If you've already done cerbot for your nextcloud installation then the process is the same for your proxy. Install certbot in your proxy jail and set your default server block up with the certificate information. Your proxy will handle the SSL termination Point your port forward to the proxy jail and let the proxy handle the traffic from there as outlined in that article you referenced.

Thanks again. For now i'm gonna keep using the the port forward method until i'm sure of what i'm doing. When i'll know more about nginx i'll give it a try. There are too many things i need to learn... I was thinking about starting with the nginx documentation, do you have any suggestions about the material i could study to make my journey through reverse proxying more "enjoyable"?

 

[pirateghost]

Thanks again. For now i'm gonna keep using the the port forward method until i'm sure of what i'm doing.
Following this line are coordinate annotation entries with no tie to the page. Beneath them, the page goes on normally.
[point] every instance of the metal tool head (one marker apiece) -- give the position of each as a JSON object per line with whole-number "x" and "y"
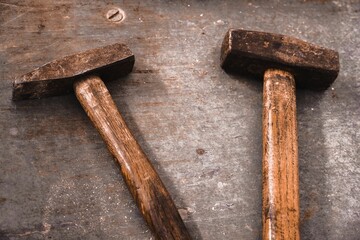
{"x": 57, "y": 77}
{"x": 251, "y": 52}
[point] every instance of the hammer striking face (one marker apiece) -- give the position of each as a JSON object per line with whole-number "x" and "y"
{"x": 282, "y": 61}
{"x": 251, "y": 52}
{"x": 85, "y": 73}
{"x": 57, "y": 77}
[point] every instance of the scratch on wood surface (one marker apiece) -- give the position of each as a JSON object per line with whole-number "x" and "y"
{"x": 9, "y": 4}
{"x": 14, "y": 18}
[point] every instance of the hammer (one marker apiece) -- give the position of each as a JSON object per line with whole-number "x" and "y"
{"x": 280, "y": 60}
{"x": 83, "y": 72}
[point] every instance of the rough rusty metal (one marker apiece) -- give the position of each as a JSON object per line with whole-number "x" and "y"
{"x": 252, "y": 52}
{"x": 57, "y": 77}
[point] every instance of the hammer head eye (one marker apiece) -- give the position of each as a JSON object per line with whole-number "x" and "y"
{"x": 251, "y": 52}
{"x": 57, "y": 77}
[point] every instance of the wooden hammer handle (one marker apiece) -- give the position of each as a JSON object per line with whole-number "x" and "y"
{"x": 280, "y": 216}
{"x": 145, "y": 185}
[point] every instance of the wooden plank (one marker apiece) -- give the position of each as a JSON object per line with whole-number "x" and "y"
{"x": 200, "y": 127}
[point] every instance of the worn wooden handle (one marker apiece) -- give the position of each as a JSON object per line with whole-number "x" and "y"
{"x": 280, "y": 216}
{"x": 145, "y": 185}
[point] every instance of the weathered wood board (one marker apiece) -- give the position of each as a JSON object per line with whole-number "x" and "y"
{"x": 200, "y": 127}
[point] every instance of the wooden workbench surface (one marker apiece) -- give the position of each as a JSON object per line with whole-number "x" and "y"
{"x": 200, "y": 127}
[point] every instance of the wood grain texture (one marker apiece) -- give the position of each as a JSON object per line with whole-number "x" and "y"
{"x": 280, "y": 157}
{"x": 145, "y": 185}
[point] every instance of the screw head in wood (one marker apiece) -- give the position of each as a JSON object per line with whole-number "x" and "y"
{"x": 115, "y": 15}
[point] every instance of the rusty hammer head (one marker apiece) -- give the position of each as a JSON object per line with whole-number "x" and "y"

When i'll know more about nginx i'll give it a try. There are too many things i need to learn... I was thinking about starting with the nginx documentation, do you have any suggestions about the material i could study to make my journey through reverse proxying more "enjoyable"?

Digital Ocean has a lot of really good tutorials.

 

[Jailer]

Digital Ocean has a lot of really good tutorials.

Exactly what I would have posted. You'll find a lot of tutorials are geared towards Linux and setting up a proxy for an Apache back end but the configurations are pretty similar.

Just start reading and you'll figure it out. That's what I did.

 

[ZodiacUHD]

Okay guys, i was able to get the reverse proxy to work (kinda).
Let's go with order:
1) The jail is up and running using HTTPS (A+ on SSLLABS)
2) Transmission is succesfully being reverse_proxied
3) Sickrage and Couchpotato aren't.

I pretty much left the nginx.conf as default, i added "include proxy.conf".

Inside of proxy.conf i put this

Code:

	location /transmission {
	proxy_pass http://192.168.1.2:9091;
	proxy_redirect off;
	proxy_set_header Host $host;
	proxy_set_header X-Real-IP $remote_addr;
	proxy_set_header X-Forwarded-For $proxy_add_x_forwarded_for;
	}
	location /couchpotato {
	proxy_pass http://192.168.1.5:5050;
	proxy_redirect off;
	proxy_set_header Host $host;
	proxy_set_header X-Real-IP $remote_addr;
	proxy_set_header X-Forwarded-For $proxy_add_x_forwarded_for;
	}
	location /nextcloud {
	proxy_pass http://192.168.192.99:80;
	proxy_redirect off;
	proxy_set_header Host $host;
	proxy_set_header X-Real-IP $remote_addr;
	proxy_set_header X-Forwarded-For $proxy_add_x_forwarded_for;
	}

Transmission is working fine but on sickrage for example, i'm getting a 404 not found and it looks i'm being redirected to another url which is https://mydomain.ddns.net/login/?next=/sickrage
after tipying https://mydomain.ddns.net/sickrage.

Any idea why?

 

[ZodiacUHD]

Fixed it, i had to set the webroot inside of sickrage.